Depuis un bon moment un jeune malien occupe la scène médiatique du pays. Il est sur tous les médias. Les réseaux sociaux s’abreuvent à partir des informations le concernant. Chacun y va de sa version, de sa compréhension, et surtout les gens agissent selon leur cœur, comme nous en avons l’habitude dans le pays de Amadou Hampathé Ba.

Ce jeune a fait ses études supérieures en Algérie. Il se présente comme une personne qui nourrit beaucoup d’ambition pour son pays, surtout pour quelqu’un qui veut rehausser l’image d’un pays qui ne brille plus. Il a voulu être candidat au poste de secrétaire général de l’organisation de la Francophonie pour succéder à la canadienne Mickaelle Jean. Il se propose de fournir à l’armée malienne des drones made in Mali.

Mais il affirme et dénonce un manque d’accompagnement des autorités maliennes. Pour Zegue dit Moussa Diarra nos gouvernants n’écoutent pas les voix de l’audace et du progrès. Il pense que l’Etat a refusé de le parrainer dans sa candidature pour le poste de secrétaire général de l’OIF. Surtout il croit que l’Etat ne le suit pas dans sa proposition de construction de drones pour servir l’armée malienne, qui en a pourtant fort besoin en cette période de troubles sécuritaires. Pourquoi ?

Cette question prend ici toute son amplitude. Seulement au Mali nous ne basons pas souvent nos réponses sur des constations, nous nous contentons juste de nous fâcher, et nous sortons des accusations n’importe comment.

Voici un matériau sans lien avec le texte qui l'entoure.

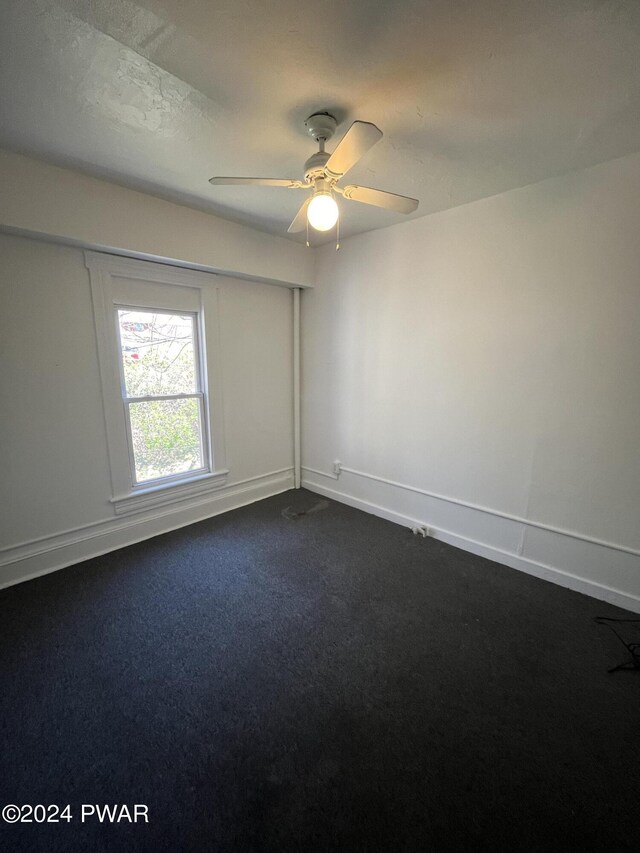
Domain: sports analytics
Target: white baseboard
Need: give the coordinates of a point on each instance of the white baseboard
(588, 586)
(39, 557)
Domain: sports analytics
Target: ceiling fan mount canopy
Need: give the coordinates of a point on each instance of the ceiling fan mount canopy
(314, 167)
(322, 172)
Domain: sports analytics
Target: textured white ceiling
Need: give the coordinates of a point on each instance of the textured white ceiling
(473, 96)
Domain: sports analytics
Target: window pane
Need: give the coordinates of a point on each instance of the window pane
(166, 437)
(158, 353)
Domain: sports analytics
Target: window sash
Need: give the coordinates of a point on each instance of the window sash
(199, 394)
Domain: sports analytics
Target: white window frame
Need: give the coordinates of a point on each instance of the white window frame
(117, 283)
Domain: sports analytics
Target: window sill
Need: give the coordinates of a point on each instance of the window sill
(168, 493)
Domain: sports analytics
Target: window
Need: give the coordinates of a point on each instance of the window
(162, 393)
(156, 330)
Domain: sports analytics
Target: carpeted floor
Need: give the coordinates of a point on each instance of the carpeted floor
(268, 681)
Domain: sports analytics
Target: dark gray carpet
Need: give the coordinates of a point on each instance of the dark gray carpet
(270, 682)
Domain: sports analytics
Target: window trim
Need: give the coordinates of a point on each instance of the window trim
(127, 495)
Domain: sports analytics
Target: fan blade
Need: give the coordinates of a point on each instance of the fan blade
(360, 137)
(300, 219)
(263, 182)
(379, 198)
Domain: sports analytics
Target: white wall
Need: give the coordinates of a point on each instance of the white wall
(55, 485)
(491, 354)
(40, 199)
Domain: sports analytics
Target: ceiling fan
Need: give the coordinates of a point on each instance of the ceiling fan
(322, 172)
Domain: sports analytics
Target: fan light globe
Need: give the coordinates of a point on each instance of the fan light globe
(322, 212)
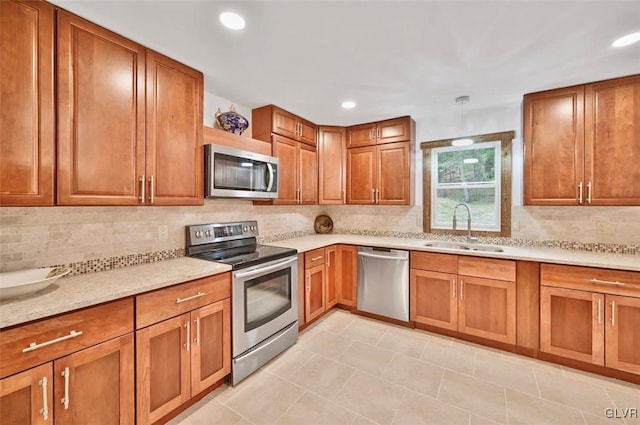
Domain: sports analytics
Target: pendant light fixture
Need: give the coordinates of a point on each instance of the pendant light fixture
(462, 142)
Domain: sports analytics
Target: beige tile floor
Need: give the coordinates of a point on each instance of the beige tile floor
(350, 370)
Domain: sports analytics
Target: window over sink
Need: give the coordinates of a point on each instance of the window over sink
(478, 175)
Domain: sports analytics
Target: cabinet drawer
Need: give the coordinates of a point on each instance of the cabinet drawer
(52, 338)
(314, 258)
(445, 263)
(606, 281)
(488, 268)
(162, 304)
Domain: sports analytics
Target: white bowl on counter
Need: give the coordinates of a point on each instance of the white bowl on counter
(27, 282)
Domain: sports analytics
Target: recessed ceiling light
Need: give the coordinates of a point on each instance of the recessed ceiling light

Pour la candidature de Zegue, a-t-il réellement observé les enjeux géopolitiques de la période ? Avait-il préparé sérieusement sa candidature ? Avait-il des références concernant le secteur ? Et avait-il la notoriété nécessaire pour prétendre au poste ? Ou voulait-il seulement faire le buzz ?

Nous pensons que le poste de secrétaire général de l’OIF est stratégique, qu’il demande un vécu politique, diplomatique et surtout une certaine notoriété. Il ne suffit pas juste d’être jeune, ambitieux et doté d’un bon diplôme.

Aussi concernant la fabrication des drones pour les FAMA, le pourquoi va prendre encore plus d’ampleur. Des autorités qui ont fait voter des milliards pour renforcer leur armée, dans un pays en crise sécuritaire profonde refuserait pourquoi une telle offre ? Cela étonne. Ou le fournisseur n’a pas donné assez de garanties ou ces autorités ne sont pas pour la paix.

Nous avons toujours entendu la version du jeune fabricant, mais pas celle de nos gouvernants qui doivent, avec tous ces brouhahas médiatiques informer une fois pour toute.
Par ailleurs le jeune Zegue, s’il a réellement une telle technologie, se trouvant dans un pays qui a de grandes difficultés économiques, ne peut-il pas changer son fusil d’épaule ?

Qu’il se trouve des fonds, pour cela il sera vite doté, parce que les investisseurs fleurent vite une bonne opportunité. Une pareille unité de production au Mali sera moins chère que celles se trouvant en Chine, le pays ou les drones des européens sont fabriqués actuellement à cause de sa main d’œuvre moins cher. L’initiative de Zegue, peut même faire sous-traiter la Chine au Mali. L’atout va même croître sachant que tous les pays limitrophes de notre pays ont des besoins de ces engins qui peuvent être utiles pour beaucoup de secteur.

Alors que ce jeune cesse de faire du bruit tel un homme qui veut être juste reconnu, qu’il crée un Mali technologique, et un Mali espoir, il verra, s’il n’est pas un homme vide, que c’est l’Etat qui se plaindra de sa négligence surement.